[D] GPT-2 Training Data Augmentation
Hey y’all, I’m pretty much a complete novice when it comes to machine learning, but I had what seemed to me like an interesting idea. Don’t hesitate to dismiss this as the hunch of a layman if that is what it seems to be in your more educated opinions.
So, I’ve been screwing around with GPT-2-Lite recently just for fun. Something I noticed is that one skill the model has 100% on lock is always closing parentheses (Yes, I’m anthropomorphizing lol). Further, it seems to have a pretty good sense of how parentheticals relate to preceding text — i.e. they tend to contain elaboration or qualification on the immediately preceding topic, or a digression that somewhat interrupts the flow of the text. You can get this behavior on demand by feeding the model a prompt that ends with an open paren. For example, both parentheticals in this sentence from the Gettysburg address were generated that way:
It is for us the living (who, in fact are in perpetual combat here, and who are still here), rather, to be dedicated here to the unfinished work (and for that work to be paid) which they who fought here have thus far so nobly advanced.

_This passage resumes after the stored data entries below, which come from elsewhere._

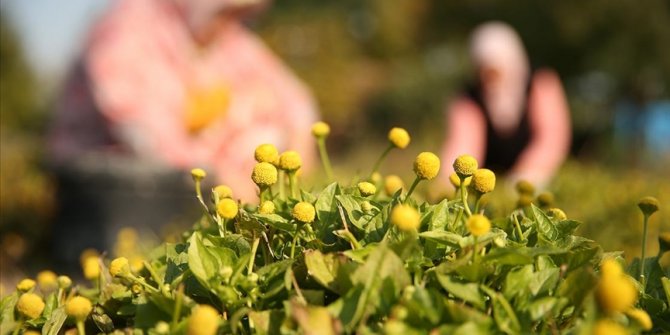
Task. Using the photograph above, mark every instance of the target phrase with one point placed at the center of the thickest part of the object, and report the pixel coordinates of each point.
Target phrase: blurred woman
(513, 120)
(164, 86)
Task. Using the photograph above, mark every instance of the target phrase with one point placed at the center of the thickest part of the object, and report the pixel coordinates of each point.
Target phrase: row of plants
(366, 257)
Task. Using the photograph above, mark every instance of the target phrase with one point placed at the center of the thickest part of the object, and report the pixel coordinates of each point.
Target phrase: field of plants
(364, 257)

So, I guess it must have picked up on the characteristics of phrases following the ‘(‘ character in the training set. Same would apply to the open quote character, em-dash, and function words like “which” that head clauses with certain predictable characteristics. My thought is that there may be other semantic features in the training set which could be detected programmatically but are not currently delimited by such explicit and compact cues. Would you expect there to be any value in augmenting the training data with some made up cues for those features? E.g., you could trawl through the text and insert ‘|’ characters bounding every sentence that meets some sentiment analysis criterion (maybe extreme negative sentiment); or you could do the same for compound or complex sentences. What do you reckon would happen if you fed the resulting trained model some text that ends with the opening delimiter? Would that give you a way to reliably elicit completions that have the target semantic feature? I don’t have the hardware or know-how to do the training part, so I can’t test this myself.